The best defense against extremism includes empathy, imagination, and a healthy sense of humor
I have called myself an expert on comparative fanaticism. This is no joke. If you ever hear of a school or university starting a department of comparative fanaticism, I am hereby applying for a teaching post. As a former Jerusalemite, as a recovered fanatic, I feel I’m fully qualified for that job. Perhaps it is time that every school, every university teach at least a couple of courses in comparative fanaticism, because it is everywhere. I don’t mean just the obvious manifestations of fundamentalism and zealotry. I don’t refer just to those obvious fanatics, the ones we see on television, in places where hysterical crowds wave their fists against the cameras while screaming slogans in languages we don’t understand. No, fanaticism is almost everywhere, and its quieter, more civilized forms are present all around us and perhaps inside of us as well.
Do I know the anti-smokers who will burn you alive for lighting a cigarette near them! Do I know the vegetarians who will eat you alive for eating meat! Do I know the pacifists, some of my colleagues in the Israeli peace movement, who are willing to shoot me in the head just because I advocate a slightly different strategy on how to make peace with the Palestinians!

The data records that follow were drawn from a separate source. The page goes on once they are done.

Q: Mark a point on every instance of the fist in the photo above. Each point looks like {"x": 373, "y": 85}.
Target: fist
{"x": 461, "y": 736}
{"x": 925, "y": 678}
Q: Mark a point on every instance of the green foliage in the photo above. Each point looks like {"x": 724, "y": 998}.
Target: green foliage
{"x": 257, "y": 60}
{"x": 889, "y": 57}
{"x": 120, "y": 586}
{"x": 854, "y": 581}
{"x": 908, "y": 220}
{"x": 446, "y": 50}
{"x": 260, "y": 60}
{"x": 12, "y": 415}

I’m not saying, of course, that anyone who raises his or her voice against anything is a fanatic. I’m certainly not suggesting that anyone who has a strong opinion is a fanatic. I’m saying that the seed of fanaticism always lies in uncompromising self-righteousness, the plague of many centuries.
Of course, there are degrees of evil. A militant environmentalist may be uncompromisingly self-righteous, but he or she will cause very little harm compared to, say, an ethnic cleanser or terrorist. Yet all fanatics have a special attraction to, a special taste for kitsch. Too often the fanatic can only count up to one; two is too big a figure for him or her. At the same time, you will find that many fanatics are hopelessly sentimental: They often prefer feeling to thinking and have a fascination with their own death. They despise this world and feel eager to trade it for “heaven.” Their heaven, however, is usually conceived of as the everlasting happiness that occurs in the conclusion of bad movies.
A dear friend and colleague of mine, the Israeli novelist Sammy Michael, once took a long intercity car drive with a chauffeur who was giving him the usual lecture on how urgent it is for us Jews to kill all the Arabs. Sammy listened to him, and rather than screaming, “What a terrible man you are. Are you a Nazi, are you a fascist?” he decided to deal with it differently.
He asked the chauffeur: “And who do you think should kill the Arabs?”